Nunca satis. Sulla missione della Chiesa. Rilettura di una storica omelia di Benedetto XVI sulla “Cattedra di Pietro”

Come dell’amore, che mai ci si stanca di vivere, cantare e di parlarne in tutte le forme possibili dell’ingegno umano, anche di Cristo, nunca satis; anche della Chiesa, nunca satis (mai abbastanza). Ovviamente non mi riferisco semplicemente al parlarne dei media (che non di rado ne trattano in modalità inadeguata), ma al parlarne alto, profondamente significativo, tanto più perché le umanità della Chiesa sono sotto gli occhi di tutti e catturano il centro delle cronache.

 

 

 

 

Mi sono deciso a scrivere qualcosa ritrovandomi tra le mani una ormai storica omelia di Benedetto XVI del 2012.  Era di questi giorni.
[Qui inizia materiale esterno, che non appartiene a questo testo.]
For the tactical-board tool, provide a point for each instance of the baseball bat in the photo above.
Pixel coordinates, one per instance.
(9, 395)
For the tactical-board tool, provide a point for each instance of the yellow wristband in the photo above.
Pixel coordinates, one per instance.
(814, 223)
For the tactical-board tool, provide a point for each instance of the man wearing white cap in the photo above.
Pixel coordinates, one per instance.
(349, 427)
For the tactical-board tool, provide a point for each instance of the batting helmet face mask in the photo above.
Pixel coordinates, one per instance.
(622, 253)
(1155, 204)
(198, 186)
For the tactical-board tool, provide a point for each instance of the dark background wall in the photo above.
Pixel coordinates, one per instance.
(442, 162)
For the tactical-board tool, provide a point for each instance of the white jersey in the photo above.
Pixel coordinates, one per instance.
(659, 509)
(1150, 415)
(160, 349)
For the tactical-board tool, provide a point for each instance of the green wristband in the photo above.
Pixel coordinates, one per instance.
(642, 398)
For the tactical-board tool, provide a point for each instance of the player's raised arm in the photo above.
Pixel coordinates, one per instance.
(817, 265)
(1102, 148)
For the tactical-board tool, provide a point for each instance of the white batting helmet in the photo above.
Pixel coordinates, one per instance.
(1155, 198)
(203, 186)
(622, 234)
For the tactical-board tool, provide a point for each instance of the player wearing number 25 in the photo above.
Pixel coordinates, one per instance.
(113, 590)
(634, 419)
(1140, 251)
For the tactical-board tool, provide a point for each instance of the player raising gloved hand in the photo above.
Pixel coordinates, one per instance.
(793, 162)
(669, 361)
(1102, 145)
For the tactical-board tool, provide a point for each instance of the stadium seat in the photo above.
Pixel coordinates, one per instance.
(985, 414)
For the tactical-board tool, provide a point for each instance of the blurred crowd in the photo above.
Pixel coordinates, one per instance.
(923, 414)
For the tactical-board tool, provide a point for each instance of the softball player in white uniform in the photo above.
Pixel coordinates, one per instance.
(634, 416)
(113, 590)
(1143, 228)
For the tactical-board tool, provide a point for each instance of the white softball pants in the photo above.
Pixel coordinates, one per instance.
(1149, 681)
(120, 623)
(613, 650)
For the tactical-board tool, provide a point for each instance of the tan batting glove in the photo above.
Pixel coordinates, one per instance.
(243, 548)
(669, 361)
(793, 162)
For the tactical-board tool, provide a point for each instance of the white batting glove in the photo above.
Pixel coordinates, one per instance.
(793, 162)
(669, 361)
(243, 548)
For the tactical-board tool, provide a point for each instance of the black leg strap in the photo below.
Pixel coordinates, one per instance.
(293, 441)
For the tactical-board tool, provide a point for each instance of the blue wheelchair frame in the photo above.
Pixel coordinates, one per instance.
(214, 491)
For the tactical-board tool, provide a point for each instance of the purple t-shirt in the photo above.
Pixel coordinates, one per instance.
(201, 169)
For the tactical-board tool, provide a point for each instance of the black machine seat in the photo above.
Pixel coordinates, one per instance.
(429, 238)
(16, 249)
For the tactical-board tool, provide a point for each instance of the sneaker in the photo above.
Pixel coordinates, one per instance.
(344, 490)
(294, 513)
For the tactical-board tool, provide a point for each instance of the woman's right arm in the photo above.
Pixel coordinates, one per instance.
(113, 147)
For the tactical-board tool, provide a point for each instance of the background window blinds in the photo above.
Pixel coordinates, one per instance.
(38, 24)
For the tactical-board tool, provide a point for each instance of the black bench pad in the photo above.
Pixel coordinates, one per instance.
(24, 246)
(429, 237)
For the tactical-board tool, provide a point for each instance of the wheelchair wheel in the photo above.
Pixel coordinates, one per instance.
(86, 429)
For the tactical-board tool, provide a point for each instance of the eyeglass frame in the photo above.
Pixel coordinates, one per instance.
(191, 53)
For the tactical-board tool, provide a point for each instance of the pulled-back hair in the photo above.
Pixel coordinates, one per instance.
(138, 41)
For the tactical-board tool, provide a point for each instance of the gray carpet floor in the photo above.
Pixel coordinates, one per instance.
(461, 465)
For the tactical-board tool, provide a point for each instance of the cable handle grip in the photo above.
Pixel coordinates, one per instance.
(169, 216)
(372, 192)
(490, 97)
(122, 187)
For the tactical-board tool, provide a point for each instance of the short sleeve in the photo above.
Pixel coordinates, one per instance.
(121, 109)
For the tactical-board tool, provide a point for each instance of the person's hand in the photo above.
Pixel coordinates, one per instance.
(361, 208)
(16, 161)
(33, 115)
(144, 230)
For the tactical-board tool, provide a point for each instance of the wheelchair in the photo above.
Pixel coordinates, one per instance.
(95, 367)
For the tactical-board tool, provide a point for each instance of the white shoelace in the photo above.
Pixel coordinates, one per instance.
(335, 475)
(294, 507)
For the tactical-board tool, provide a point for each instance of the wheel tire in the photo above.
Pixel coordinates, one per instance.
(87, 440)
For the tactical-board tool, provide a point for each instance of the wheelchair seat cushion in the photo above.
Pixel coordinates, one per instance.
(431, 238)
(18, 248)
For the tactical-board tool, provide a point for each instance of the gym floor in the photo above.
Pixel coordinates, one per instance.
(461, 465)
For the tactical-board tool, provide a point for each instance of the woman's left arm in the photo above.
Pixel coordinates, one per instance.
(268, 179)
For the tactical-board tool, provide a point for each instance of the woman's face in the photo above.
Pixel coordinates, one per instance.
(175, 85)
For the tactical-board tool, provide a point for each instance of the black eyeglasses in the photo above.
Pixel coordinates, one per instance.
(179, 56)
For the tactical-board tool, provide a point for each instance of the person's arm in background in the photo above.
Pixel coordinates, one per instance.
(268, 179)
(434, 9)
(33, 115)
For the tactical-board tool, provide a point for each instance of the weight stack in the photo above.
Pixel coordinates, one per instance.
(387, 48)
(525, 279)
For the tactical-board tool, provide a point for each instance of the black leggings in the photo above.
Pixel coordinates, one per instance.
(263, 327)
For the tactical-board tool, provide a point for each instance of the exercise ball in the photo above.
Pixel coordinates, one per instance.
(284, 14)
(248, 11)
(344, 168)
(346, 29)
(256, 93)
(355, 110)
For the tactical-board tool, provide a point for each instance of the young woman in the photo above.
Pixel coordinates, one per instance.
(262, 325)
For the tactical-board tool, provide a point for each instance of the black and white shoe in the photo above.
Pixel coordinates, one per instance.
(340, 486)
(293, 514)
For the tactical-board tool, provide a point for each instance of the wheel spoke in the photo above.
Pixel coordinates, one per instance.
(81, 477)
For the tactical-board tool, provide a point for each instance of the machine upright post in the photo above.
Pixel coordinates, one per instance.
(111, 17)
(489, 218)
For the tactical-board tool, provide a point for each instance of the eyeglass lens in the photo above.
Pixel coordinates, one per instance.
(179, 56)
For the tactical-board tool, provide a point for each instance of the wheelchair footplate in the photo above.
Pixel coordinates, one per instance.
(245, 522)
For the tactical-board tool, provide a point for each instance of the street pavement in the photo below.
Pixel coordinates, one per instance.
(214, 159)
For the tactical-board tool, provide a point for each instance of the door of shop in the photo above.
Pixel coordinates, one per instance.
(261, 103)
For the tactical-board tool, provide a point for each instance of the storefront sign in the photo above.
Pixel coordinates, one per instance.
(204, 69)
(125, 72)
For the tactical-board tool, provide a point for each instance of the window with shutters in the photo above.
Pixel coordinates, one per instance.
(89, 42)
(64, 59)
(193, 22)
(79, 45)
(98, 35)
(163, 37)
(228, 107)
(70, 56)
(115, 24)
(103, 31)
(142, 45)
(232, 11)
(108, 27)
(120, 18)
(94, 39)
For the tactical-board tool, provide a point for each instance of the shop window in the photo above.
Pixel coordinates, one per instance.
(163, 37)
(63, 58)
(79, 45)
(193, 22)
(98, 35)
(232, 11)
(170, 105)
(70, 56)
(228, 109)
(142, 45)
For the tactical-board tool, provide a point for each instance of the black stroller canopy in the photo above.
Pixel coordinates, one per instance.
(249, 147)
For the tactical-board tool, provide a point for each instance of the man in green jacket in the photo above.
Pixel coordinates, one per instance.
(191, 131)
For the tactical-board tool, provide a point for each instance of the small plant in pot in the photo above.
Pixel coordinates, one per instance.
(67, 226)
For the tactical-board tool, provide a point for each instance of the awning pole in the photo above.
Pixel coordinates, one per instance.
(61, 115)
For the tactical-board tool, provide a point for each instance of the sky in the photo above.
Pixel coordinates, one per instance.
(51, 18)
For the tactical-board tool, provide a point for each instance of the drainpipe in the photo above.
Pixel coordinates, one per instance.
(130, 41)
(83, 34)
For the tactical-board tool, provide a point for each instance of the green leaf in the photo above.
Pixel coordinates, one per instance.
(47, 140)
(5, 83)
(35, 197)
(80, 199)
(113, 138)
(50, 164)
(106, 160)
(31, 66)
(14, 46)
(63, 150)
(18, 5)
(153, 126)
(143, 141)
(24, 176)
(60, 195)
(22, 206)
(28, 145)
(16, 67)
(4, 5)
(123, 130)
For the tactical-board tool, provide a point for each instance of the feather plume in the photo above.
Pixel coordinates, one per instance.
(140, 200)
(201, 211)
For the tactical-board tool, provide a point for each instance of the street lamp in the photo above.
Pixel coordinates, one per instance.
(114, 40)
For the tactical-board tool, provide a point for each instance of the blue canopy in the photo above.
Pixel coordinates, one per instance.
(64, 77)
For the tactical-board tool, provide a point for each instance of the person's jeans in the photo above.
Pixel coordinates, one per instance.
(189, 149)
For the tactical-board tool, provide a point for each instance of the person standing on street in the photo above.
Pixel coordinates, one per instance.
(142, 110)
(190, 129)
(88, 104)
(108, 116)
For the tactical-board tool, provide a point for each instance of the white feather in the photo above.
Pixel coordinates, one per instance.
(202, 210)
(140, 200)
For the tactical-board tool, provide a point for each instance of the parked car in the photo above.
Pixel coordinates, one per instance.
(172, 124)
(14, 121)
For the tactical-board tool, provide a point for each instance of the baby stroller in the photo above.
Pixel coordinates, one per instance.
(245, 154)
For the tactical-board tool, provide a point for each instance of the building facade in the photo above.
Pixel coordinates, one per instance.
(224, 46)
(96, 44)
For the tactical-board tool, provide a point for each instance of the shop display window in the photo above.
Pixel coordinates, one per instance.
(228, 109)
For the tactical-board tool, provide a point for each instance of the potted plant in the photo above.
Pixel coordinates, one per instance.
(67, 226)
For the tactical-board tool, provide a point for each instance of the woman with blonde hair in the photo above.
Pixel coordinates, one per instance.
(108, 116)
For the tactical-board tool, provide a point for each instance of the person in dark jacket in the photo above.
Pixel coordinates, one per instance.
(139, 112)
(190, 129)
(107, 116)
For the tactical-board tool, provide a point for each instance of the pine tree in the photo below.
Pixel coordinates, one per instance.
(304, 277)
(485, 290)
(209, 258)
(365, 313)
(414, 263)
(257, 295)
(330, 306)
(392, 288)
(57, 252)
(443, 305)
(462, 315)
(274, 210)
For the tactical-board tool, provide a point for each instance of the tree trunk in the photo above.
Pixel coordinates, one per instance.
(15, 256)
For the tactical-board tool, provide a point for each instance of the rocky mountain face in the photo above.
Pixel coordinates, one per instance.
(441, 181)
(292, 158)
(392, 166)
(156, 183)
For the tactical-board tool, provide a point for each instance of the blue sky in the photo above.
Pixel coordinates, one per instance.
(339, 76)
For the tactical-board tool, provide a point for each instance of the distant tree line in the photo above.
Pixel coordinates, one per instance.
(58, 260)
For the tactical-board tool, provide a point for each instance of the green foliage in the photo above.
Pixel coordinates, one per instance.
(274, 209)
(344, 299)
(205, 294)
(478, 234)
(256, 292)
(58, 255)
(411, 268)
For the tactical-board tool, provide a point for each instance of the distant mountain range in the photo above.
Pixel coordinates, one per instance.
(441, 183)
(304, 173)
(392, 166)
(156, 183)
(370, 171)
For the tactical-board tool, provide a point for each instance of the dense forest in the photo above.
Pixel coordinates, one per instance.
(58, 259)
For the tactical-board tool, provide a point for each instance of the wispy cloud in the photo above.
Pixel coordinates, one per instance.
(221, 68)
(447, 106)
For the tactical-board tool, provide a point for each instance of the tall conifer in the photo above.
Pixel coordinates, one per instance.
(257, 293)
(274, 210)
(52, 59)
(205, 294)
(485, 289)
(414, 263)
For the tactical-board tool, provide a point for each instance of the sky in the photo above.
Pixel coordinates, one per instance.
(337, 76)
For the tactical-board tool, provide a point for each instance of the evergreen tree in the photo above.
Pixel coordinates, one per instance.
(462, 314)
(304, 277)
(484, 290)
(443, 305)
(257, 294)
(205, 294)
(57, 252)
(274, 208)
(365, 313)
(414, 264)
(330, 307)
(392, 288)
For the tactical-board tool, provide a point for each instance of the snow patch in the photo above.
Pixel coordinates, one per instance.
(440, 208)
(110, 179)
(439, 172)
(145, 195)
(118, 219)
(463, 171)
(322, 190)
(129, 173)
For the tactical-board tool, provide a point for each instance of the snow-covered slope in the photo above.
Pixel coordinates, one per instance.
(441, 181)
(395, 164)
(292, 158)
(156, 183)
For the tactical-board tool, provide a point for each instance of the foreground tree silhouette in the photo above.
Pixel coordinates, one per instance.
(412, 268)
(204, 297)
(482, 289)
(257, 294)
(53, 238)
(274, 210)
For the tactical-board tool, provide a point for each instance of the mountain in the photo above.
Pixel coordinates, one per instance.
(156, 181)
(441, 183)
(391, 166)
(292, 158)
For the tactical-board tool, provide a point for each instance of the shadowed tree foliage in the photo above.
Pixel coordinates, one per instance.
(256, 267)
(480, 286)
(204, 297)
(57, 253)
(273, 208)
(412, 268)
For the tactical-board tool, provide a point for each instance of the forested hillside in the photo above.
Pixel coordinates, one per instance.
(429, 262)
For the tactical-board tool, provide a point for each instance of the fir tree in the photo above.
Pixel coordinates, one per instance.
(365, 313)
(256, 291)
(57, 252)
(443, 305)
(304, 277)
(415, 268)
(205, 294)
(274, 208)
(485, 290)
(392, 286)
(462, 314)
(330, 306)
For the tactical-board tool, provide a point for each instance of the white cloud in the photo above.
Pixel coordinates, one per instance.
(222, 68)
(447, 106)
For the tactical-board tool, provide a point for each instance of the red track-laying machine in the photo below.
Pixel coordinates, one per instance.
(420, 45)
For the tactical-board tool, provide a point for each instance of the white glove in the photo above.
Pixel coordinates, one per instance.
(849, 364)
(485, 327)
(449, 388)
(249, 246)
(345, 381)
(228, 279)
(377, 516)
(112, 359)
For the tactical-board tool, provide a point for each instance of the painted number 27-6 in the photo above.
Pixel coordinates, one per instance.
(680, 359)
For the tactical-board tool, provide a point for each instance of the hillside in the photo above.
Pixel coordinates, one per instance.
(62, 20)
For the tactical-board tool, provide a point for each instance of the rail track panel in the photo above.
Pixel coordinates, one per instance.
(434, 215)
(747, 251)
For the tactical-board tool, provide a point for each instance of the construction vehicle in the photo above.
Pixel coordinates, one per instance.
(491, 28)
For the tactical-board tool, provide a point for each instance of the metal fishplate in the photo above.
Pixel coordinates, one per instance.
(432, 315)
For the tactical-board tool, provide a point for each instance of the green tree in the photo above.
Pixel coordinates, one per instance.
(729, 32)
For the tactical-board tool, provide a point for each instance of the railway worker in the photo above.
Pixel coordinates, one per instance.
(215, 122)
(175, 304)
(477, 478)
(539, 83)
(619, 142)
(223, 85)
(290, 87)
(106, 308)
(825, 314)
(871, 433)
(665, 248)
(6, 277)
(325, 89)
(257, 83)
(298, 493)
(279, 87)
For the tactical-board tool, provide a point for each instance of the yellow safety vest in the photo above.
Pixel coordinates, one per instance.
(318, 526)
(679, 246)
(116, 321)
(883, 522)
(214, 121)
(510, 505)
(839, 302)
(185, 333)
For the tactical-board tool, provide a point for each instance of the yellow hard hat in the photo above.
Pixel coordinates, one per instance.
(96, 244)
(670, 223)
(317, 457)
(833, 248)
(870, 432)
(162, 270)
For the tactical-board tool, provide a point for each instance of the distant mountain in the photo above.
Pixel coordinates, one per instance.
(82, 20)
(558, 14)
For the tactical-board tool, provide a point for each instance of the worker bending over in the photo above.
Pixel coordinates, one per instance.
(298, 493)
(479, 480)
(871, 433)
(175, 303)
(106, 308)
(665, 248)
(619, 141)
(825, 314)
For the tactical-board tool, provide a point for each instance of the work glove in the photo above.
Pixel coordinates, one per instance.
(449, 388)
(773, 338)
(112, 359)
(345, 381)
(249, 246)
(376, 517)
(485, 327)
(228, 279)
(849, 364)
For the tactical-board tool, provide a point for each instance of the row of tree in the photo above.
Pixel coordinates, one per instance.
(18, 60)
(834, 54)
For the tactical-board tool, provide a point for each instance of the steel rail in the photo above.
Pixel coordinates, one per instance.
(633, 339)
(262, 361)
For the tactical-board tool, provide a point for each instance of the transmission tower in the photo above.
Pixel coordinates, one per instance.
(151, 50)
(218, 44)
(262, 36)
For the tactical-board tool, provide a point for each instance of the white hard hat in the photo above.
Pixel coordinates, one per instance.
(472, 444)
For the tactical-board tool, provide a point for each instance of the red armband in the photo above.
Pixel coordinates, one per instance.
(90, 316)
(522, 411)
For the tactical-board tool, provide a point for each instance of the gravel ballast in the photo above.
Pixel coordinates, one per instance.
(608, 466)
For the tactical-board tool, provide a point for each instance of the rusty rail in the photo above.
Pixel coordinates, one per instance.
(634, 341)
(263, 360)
Normalmente i Pontefici in questa circostanza, cioè il 22 febbraio, festa della Cattedra di San Pietro di antica tradizione, usano conferire la berretta cardinalizia ai nuovi porporati. La data era, dunque, assai intrigante per parlare della missione della Sede Apostolica, ma, ciò che più conta qui dire, è il significato della “Cattedra” di Pietro in sé. E ciò mi appare tanto più opportuno in un tempo in cui sono in atto numerose spinte, anche all’interno della Chiesa, che strattonano la Cattedra di Pietro per indurla dalla propria parte, accusandola di venir meno alla missione affidatale da Cristo o ritenendola prevaricatrice.

La questione non riguarda l’ambito socio-politico, ossia semplicemente quell’agire in consonanza ai tempi e ad una modernità che facilmente si contrappone a presunti ritardi storici (card. Martini) o di chi vedrebbe rotture con la tradizione.  Ma riguarda la fede della Chiesa e in particolare della Sede Apostolica. Benedetto XVI ebbe modo più volte di intervenire in merito, e lo fece con somma autorità, anche culturalmente parlando.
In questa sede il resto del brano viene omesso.